Сан-Бакко ходил из угла в угол. Он с досадой размышлял:
"Я поссорился с Мортейлем из-за пустяков, сравнительно с тем, что делал этот несчастный. Я не понимаю себя".
Он столкнулся с Якобусом. Сан-Бакко, хмурясь, поднял глаза, но тот был, очевидно, погружен в свои бурные мысли.
"Этого еще недоставало"! - думал он. Он называл выходки Зибелинда позором, и сам страдал под его тяжестью.
- Это было уж чересчур омерзительно для человека, настолько раздраженного, как я.
Он в отчаянии искал выхода для своего ожесточения. Он проходил мимо Клелии. Она насмешливо заметила:
- Вы напрасно так волнуетесь. У вас тоже будет припадок.
Но она сейчас же испугалась, увидя его глаза.

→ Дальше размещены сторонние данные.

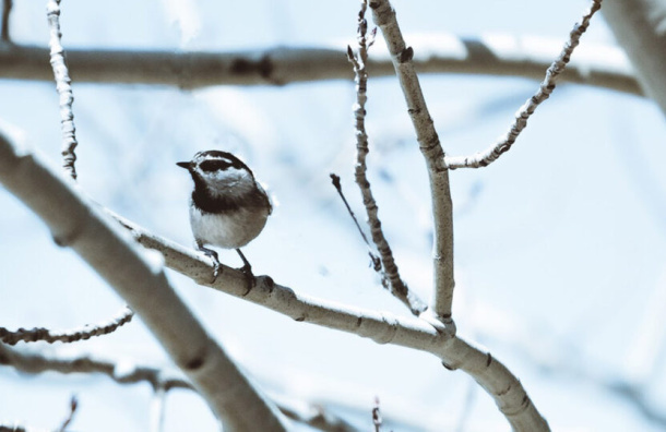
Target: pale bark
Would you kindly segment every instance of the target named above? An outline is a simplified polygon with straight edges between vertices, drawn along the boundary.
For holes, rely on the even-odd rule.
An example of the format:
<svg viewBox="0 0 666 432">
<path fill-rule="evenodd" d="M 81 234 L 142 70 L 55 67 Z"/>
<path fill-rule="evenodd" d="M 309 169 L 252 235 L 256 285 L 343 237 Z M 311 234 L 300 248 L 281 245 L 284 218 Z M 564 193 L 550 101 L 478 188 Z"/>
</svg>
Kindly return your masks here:
<svg viewBox="0 0 666 432">
<path fill-rule="evenodd" d="M 521 76 L 540 81 L 561 41 L 497 35 L 461 38 L 436 34 L 415 40 L 418 73 L 460 73 Z M 342 48 L 269 48 L 235 52 L 159 50 L 96 50 L 68 48 L 67 60 L 78 83 L 171 85 L 200 88 L 211 85 L 284 85 L 325 80 L 352 81 Z M 561 82 L 585 84 L 642 95 L 622 53 L 614 47 L 581 49 Z M 393 75 L 391 60 L 373 49 L 368 59 L 371 76 Z M 599 55 L 603 53 L 603 55 Z M 0 77 L 51 81 L 44 61 L 46 48 L 0 43 Z"/>
<path fill-rule="evenodd" d="M 666 113 L 666 1 L 606 0 L 602 13 L 645 93 Z"/>
<path fill-rule="evenodd" d="M 21 145 L 19 145 L 21 144 Z M 35 212 L 141 316 L 229 431 L 286 431 L 275 406 L 176 295 L 163 260 L 97 211 L 41 157 L 0 131 L 0 182 Z"/>
</svg>

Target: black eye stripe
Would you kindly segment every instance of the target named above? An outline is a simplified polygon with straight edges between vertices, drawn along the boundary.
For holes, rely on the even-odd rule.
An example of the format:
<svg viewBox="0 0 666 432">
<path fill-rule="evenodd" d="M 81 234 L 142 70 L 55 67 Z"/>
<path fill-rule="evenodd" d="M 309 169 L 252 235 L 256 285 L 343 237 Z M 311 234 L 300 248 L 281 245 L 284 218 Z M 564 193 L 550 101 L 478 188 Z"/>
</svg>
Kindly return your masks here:
<svg viewBox="0 0 666 432">
<path fill-rule="evenodd" d="M 206 172 L 218 171 L 218 170 L 224 171 L 227 168 L 229 168 L 230 166 L 233 166 L 233 164 L 229 160 L 225 160 L 225 159 L 204 160 L 199 165 L 201 170 L 206 171 Z"/>
</svg>

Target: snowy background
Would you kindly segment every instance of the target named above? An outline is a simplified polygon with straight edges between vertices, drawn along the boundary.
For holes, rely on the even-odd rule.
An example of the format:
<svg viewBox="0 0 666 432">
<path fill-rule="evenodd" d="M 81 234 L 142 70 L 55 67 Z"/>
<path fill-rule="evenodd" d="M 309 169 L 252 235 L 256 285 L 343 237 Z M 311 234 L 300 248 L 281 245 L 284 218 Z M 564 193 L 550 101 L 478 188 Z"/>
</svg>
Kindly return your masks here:
<svg viewBox="0 0 666 432">
<path fill-rule="evenodd" d="M 45 2 L 15 3 L 13 40 L 46 47 Z M 407 43 L 437 33 L 563 43 L 587 2 L 395 0 L 394 7 Z M 62 43 L 66 49 L 344 49 L 354 44 L 357 12 L 352 0 L 124 0 L 111 7 L 68 0 Z M 615 45 L 600 15 L 582 46 L 592 43 Z M 424 75 L 421 85 L 444 149 L 453 155 L 495 142 L 537 86 L 524 79 L 451 74 Z M 201 149 L 230 151 L 278 202 L 263 233 L 245 249 L 257 274 L 312 296 L 407 313 L 380 288 L 330 184 L 329 172 L 338 173 L 362 214 L 353 183 L 352 82 L 180 91 L 74 81 L 73 88 L 76 168 L 96 202 L 191 244 L 191 180 L 175 163 Z M 425 164 L 396 80 L 370 79 L 368 96 L 369 176 L 380 217 L 403 277 L 429 299 Z M 59 163 L 52 83 L 0 80 L 0 118 Z M 659 332 L 666 315 L 665 125 L 647 99 L 560 85 L 510 153 L 488 168 L 451 175 L 460 334 L 504 362 L 557 431 L 666 428 Z M 1 326 L 69 328 L 105 320 L 122 305 L 1 187 L 0 209 Z M 241 264 L 234 252 L 221 257 Z M 427 353 L 296 323 L 173 272 L 168 276 L 207 329 L 271 394 L 324 405 L 368 431 L 376 396 L 386 430 L 509 430 L 480 387 Z M 174 368 L 140 319 L 88 341 L 19 347 Z M 638 395 L 622 391 L 632 385 Z M 72 394 L 80 400 L 72 430 L 148 429 L 147 384 L 119 385 L 97 375 L 32 376 L 9 368 L 0 368 L 0 421 L 53 428 Z M 165 420 L 165 431 L 215 430 L 205 403 L 191 392 L 169 393 Z"/>
</svg>

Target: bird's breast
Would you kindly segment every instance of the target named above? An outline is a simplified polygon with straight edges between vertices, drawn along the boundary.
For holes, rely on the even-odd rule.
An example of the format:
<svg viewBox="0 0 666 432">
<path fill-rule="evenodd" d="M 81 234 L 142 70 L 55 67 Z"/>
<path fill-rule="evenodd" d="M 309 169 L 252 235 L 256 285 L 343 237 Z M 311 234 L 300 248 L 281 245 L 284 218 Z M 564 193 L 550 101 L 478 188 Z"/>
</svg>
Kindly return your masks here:
<svg viewBox="0 0 666 432">
<path fill-rule="evenodd" d="M 264 208 L 236 208 L 224 213 L 201 212 L 190 207 L 190 223 L 197 241 L 225 249 L 242 248 L 252 241 L 269 217 Z"/>
</svg>

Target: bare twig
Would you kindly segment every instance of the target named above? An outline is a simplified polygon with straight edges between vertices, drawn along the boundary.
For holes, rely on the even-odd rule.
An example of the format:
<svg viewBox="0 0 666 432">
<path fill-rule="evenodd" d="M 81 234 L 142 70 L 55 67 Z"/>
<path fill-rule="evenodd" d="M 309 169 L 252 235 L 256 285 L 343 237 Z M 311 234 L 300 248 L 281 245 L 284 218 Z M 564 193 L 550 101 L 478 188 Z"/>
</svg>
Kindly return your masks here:
<svg viewBox="0 0 666 432">
<path fill-rule="evenodd" d="M 68 413 L 67 418 L 62 421 L 62 424 L 60 425 L 60 428 L 56 430 L 56 432 L 66 432 L 67 427 L 70 425 L 72 420 L 74 420 L 74 413 L 76 412 L 78 406 L 79 406 L 79 401 L 76 400 L 76 396 L 72 396 L 72 398 L 70 400 L 70 412 Z"/>
<path fill-rule="evenodd" d="M 321 405 L 308 404 L 305 408 L 288 404 L 280 399 L 276 400 L 281 411 L 289 419 L 299 423 L 308 424 L 323 432 L 361 432 L 345 419 L 336 416 Z M 302 405 L 302 404 L 299 404 Z"/>
<path fill-rule="evenodd" d="M 509 41 L 493 44 L 492 40 Z M 544 46 L 552 41 L 531 36 L 497 34 L 460 37 L 430 34 L 414 37 L 414 64 L 421 74 L 476 74 L 521 76 L 542 81 L 552 62 Z M 379 45 L 379 44 L 378 44 Z M 419 47 L 424 47 L 420 49 Z M 588 45 L 576 52 L 560 81 L 644 96 L 623 52 L 608 45 Z M 377 47 L 368 58 L 371 76 L 394 75 L 391 59 Z M 596 53 L 604 52 L 604 56 Z M 0 44 L 0 76 L 13 80 L 52 81 L 43 60 L 48 50 Z M 95 50 L 68 48 L 67 62 L 78 83 L 170 85 L 201 88 L 211 85 L 285 85 L 289 83 L 349 80 L 345 50 L 325 46 L 276 47 L 231 52 L 174 52 L 159 50 Z"/>
<path fill-rule="evenodd" d="M 0 344 L 0 364 L 32 374 L 46 371 L 66 374 L 102 373 L 118 384 L 148 383 L 153 387 L 156 398 L 159 397 L 159 394 L 164 394 L 166 397 L 167 392 L 176 388 L 197 392 L 189 381 L 181 377 L 168 376 L 164 370 L 157 368 L 131 364 L 118 360 L 100 360 L 88 356 L 55 357 L 50 355 L 47 357 L 38 352 L 25 352 L 24 350 L 10 348 L 2 344 Z M 153 404 L 152 413 L 157 417 L 158 407 L 156 405 L 158 403 L 154 400 Z M 302 404 L 290 404 L 287 400 L 282 400 L 280 397 L 276 398 L 276 405 L 292 420 L 309 424 L 321 431 L 359 432 L 358 429 L 320 405 L 307 405 L 304 408 Z M 152 420 L 155 420 L 152 422 L 153 427 L 156 424 L 155 417 L 152 417 Z"/>
<path fill-rule="evenodd" d="M 10 43 L 9 37 L 9 17 L 12 13 L 12 0 L 2 0 L 2 23 L 0 24 L 0 41 Z"/>
<path fill-rule="evenodd" d="M 453 206 L 449 187 L 449 170 L 444 165 L 444 151 L 439 142 L 435 124 L 414 70 L 414 49 L 405 45 L 395 20 L 395 11 L 389 0 L 370 0 L 372 17 L 381 28 L 391 53 L 391 60 L 400 81 L 407 112 L 414 124 L 420 151 L 428 166 L 432 200 L 435 247 L 432 251 L 435 301 L 432 310 L 437 319 L 452 324 L 453 301 Z"/>
<path fill-rule="evenodd" d="M 151 432 L 162 432 L 164 430 L 164 408 L 166 404 L 167 391 L 164 387 L 154 389 L 151 400 Z"/>
<path fill-rule="evenodd" d="M 527 120 L 534 113 L 539 104 L 546 100 L 555 89 L 557 80 L 564 71 L 564 68 L 567 68 L 573 50 L 579 45 L 581 36 L 587 29 L 592 15 L 594 15 L 594 13 L 600 8 L 602 0 L 592 0 L 592 5 L 583 15 L 581 23 L 576 23 L 573 26 L 573 29 L 569 34 L 569 40 L 567 40 L 564 44 L 559 57 L 546 71 L 546 77 L 539 85 L 538 92 L 527 99 L 527 101 L 525 101 L 521 109 L 515 113 L 515 120 L 509 129 L 509 132 L 507 132 L 507 134 L 498 143 L 473 156 L 447 156 L 444 158 L 444 164 L 450 169 L 486 167 L 511 148 L 523 129 L 525 129 L 527 125 Z"/>
<path fill-rule="evenodd" d="M 223 264 L 218 278 L 211 283 L 210 260 L 192 249 L 151 233 L 130 220 L 115 216 L 134 239 L 159 251 L 166 265 L 201 286 L 242 298 L 273 311 L 324 327 L 367 337 L 378 344 L 393 344 L 435 355 L 449 369 L 461 369 L 495 399 L 516 432 L 547 431 L 548 424 L 527 396 L 521 382 L 489 352 L 481 350 L 420 317 L 403 317 L 386 312 L 362 310 L 340 302 L 317 299 L 277 285 L 269 276 L 257 278 L 248 292 L 245 275 Z"/>
<path fill-rule="evenodd" d="M 374 432 L 381 432 L 381 411 L 379 409 L 379 397 L 374 397 L 374 407 L 372 407 L 372 424 L 374 425 Z"/>
<path fill-rule="evenodd" d="M 1 125 L 0 125 L 1 127 Z M 23 144 L 23 143 L 22 143 Z M 177 296 L 159 256 L 55 173 L 25 144 L 0 131 L 0 182 L 112 287 L 231 430 L 285 431 L 287 420 L 213 340 Z"/>
<path fill-rule="evenodd" d="M 74 93 L 67 64 L 64 63 L 64 49 L 60 44 L 60 0 L 48 0 L 46 5 L 50 29 L 49 47 L 51 68 L 56 77 L 56 89 L 60 96 L 60 128 L 62 130 L 62 169 L 74 181 L 76 180 L 76 127 L 74 125 Z"/>
<path fill-rule="evenodd" d="M 48 328 L 19 328 L 11 332 L 4 327 L 0 327 L 0 341 L 9 345 L 15 345 L 19 341 L 33 343 L 46 341 L 52 344 L 55 341 L 73 343 L 78 340 L 86 340 L 94 336 L 108 335 L 114 333 L 118 327 L 129 323 L 134 316 L 134 312 L 129 307 L 123 307 L 116 316 L 109 321 L 95 325 L 85 325 L 83 327 L 71 328 L 67 331 L 49 331 Z"/>
<path fill-rule="evenodd" d="M 342 202 L 345 204 L 345 207 L 347 207 L 347 212 L 349 213 L 349 216 L 352 216 L 352 219 L 354 220 L 354 225 L 356 225 L 356 228 L 358 229 L 360 237 L 364 239 L 364 241 L 366 242 L 366 245 L 368 247 L 368 255 L 370 256 L 370 262 L 372 262 L 372 268 L 374 268 L 374 272 L 382 275 L 381 260 L 379 256 L 377 256 L 374 254 L 374 252 L 372 252 L 372 247 L 370 245 L 370 242 L 368 241 L 368 238 L 366 237 L 366 233 L 364 232 L 362 228 L 358 224 L 358 219 L 356 219 L 356 215 L 354 215 L 354 211 L 352 211 L 352 207 L 349 206 L 349 203 L 347 202 L 347 199 L 345 197 L 345 194 L 342 191 L 342 184 L 340 183 L 340 176 L 337 176 L 333 172 L 331 172 L 330 176 L 331 176 L 331 182 L 333 183 L 333 187 L 337 191 L 337 194 L 340 195 Z M 383 275 L 382 275 L 382 277 L 383 277 Z"/>
<path fill-rule="evenodd" d="M 59 373 L 102 373 L 119 384 L 147 382 L 153 389 L 194 389 L 187 380 L 168 376 L 157 368 L 142 367 L 111 360 L 100 360 L 88 356 L 53 357 L 37 352 L 25 352 L 0 344 L 0 364 L 9 365 L 25 373 L 55 371 Z"/>
<path fill-rule="evenodd" d="M 347 47 L 347 58 L 354 65 L 356 82 L 356 104 L 354 104 L 354 118 L 356 120 L 356 184 L 360 193 L 368 216 L 368 225 L 372 235 L 372 242 L 377 247 L 383 266 L 383 285 L 389 291 L 401 300 L 414 315 L 419 315 L 428 307 L 418 296 L 409 290 L 407 285 L 400 277 L 400 272 L 393 252 L 389 245 L 379 219 L 379 207 L 372 195 L 370 181 L 368 180 L 366 158 L 369 153 L 368 133 L 366 132 L 366 101 L 368 100 L 368 48 L 372 45 L 374 32 L 368 37 L 368 22 L 366 21 L 367 0 L 361 0 L 360 12 L 358 13 L 358 51 L 355 53 L 352 47 Z"/>
</svg>

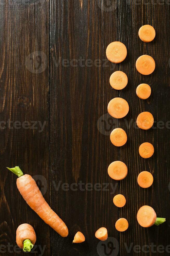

- Я ведь не могу ударить тебя, моя милая, - очень мягко, с униженным поклоном сказал он.
Она тихо потребовала:
- Ударь меня.
Он повернулся к ней спиной. Герцогиня беседовала с леди Олимпией. Он неутомимо шагал мимо них, но они не обращали на него внимания. Наконец, он остановился сзади, не сводя с них глаз, весь поглощенный своей страстью. Обе были высоки, пышно развиты, выхолены, очень женственны и в высшей степени привлекательны. Но одна, здоровая и довольная, была похожа на крупное животное равнин, на большой цветок из красного мяса. Другая была лихорадочно горящей статуей на одинокой горе, белой, белой... Под тихо трепетавшими кружевами корсажа он видел обнаженные мышцы. Перед его глазами одежда соскользнула до бедер. Тело, безупречное, неподвижное, поднималось, высилось в триумфе. Чистые очертания форм вырисовывались в воздухе. Он расступался перед ее грудями. Они были гладки и зрелы. Их не, размягчил ни один поцелуй. Но их горячий мрамор томился по отпечаткам губ.
Сан-Бакко о чем-то спросил его. Художник пояснил:
- Меня приковывает ослепительное зрелище обеих дам!
Он услышал ответ Сан-Бакко, сам сказал еще что-то и при этом удивлялся:
"Поразительно, что я настолько владею собой, чтобы не схватить ее в объятия!"
Со стороны камина доносился громкий и самодовольный голос господина де Мортейль. Он говорил за плечами Беттины и Джины, которые робко прятали головы в большие папки с гравюрами. Они тихо и мечтательно показывали друг другу Мадонну Фрари и другую, с двумя деревьями.
Тяжелое настроение других совершенно не трогало Мортейля, и он старался доказать это. Он произнес целую речь, ясную и ловко составленную.
- Джиан Беллини, - сказал он, - среди венецианцев - психолог. Я предпочитаю его другим, он очень близок к Парижу. Он был всецело погружен в женщину. Сколько погребенных страданий, сколько угасших радостей снова оживают в его Мадоннах! Какие судьбы можно прочесть на всех этих прекрасных, озабоченных, поблекших, счастливых, задумчивых лицах! Каждая из его картин бросает новый многозначительный свет на женские души: на души матерей, Христовых невест, пламенных святых, страдающих влюбленных и беспечных светских дам.
- Вы забываете одну! - воскликнул Якобус. Он подошел к беседующим.
- Еще одну он разгадал и увековечил: Мадонну-губительницу. Я недавно видел эту картину, забытую и заброшенную, в деревне, в жалкой церкви. На этой картине Мадонна восседает над ангелами; это - сильная, дикая, бессердечная красавица, гордая властью своего тела над чувствами мужчин. Она бросает из-под тяжелых век презрительный взгляд на святого, который молится у ее ног.